Poor economy, governance weaken Nigeria’s security

LAGOS (AA): Nigeria’s worsening security situation is caused by increasing poverty rate, inadequate manpower and a large swath of ungoverned spaces that criminal gangs have long occupied, according to security experts in the country. “A lack of persistent government control for the past decade has ensured that these (bandits) are now unchallenged,” Fulan Nasrullah, executive director of the Conflict Studies and Analysis Project at Global Initiative for Civil Stabilization (GICS), a security think-tank, told Anadolu Agency.

Nasrullah said the lack of effective policing of the countryside has created a vacuum and led to armed groups and criminal gangs taking over villages and carving out territories. “Kidnapping, rural banditry, cattle rustling and extortion from miners and communities are fuelling the groups,” he added.

Nigeria’s northwest has come under intense attacks by armed groups staging high-profile kidnapping and raids on local communities with hundreds being killed in the process.

Police said last week that 1,071 persons have been killed and 685 others kidnapped in Nigeria since January, most of them from the country’s northwest where armed gangs have been on the rampage. Quoting figures from the Global Initiative for Civil Stabilization (GICS), Nasrullah said at least two persons are abducted in the region every day. “The crisis first began in 2008 as cattle rustling, which has gradually expanded over the years into rural banditry in which they attack communities and steal and burn,” he said.

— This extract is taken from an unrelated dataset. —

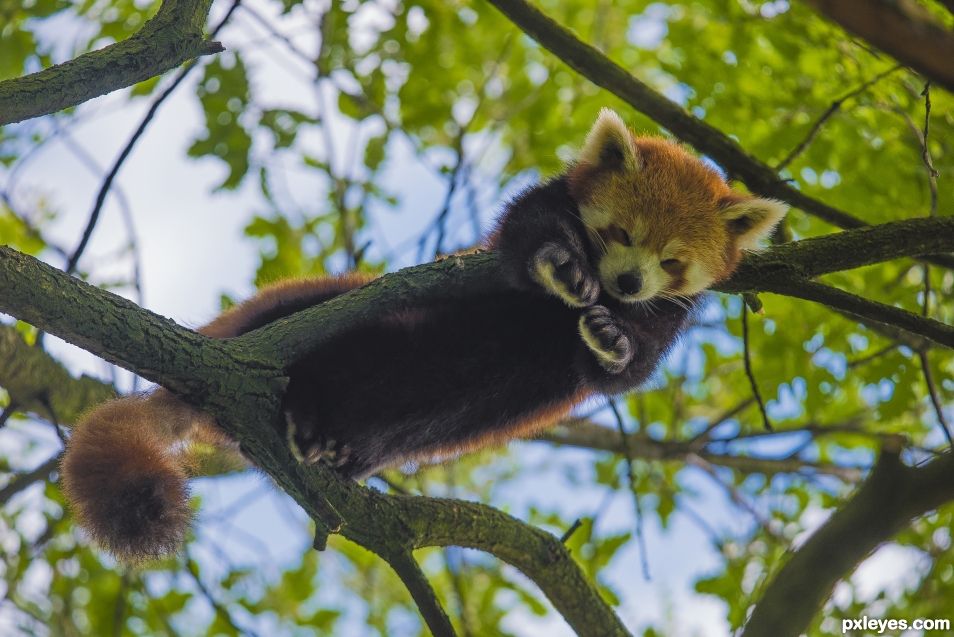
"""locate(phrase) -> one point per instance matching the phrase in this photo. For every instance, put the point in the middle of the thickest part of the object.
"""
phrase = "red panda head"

“From 2015, it has slowly evolved into a kidnapping campaign, with roads now unsafe to use, and tens of thousands of dollars being paid as ransoms per victim,” he added. Freedom Onuoha, a counterinsurgency expert, said the crisis exposes the “breakdown” of socioeconomic and security structure of the country. “Nigeria is increasingly witnessing the widening of the gap between the haves and the have-nots. Those who are deprived of economic opportunities are accessing livelihood through criminality,” he told Anadolu Agency.

Onuoha said the country’s “centralized” security system is unable to cope with the complex nature of the crisis. He said the crisis is worsened by “mediocrity” in governance. “The solution would include urgent review of the basis of our national security architecture to retool it to effectively anticipate and respond to evolving security challenges,” according to him. “There is also the need to restructure some security establishments and adopt a more robust decentralized security framework,” the security expert added.

Insisting that the country is “underpoliced”, Nasrullah called for recruitment and training of more policemen “to checkmate armed gangs”. The crisis in the northwest has raised fears about possible links between the armed gangs and Boko Haram terrorist group or militias fleeing Africa’s crisis-ridden Sahel region. Nigeria’s President MuhammaduBuhari, who faces criticism for not doing enough to tackle the crisis, said on Sunday his government remains committed to ending the menace.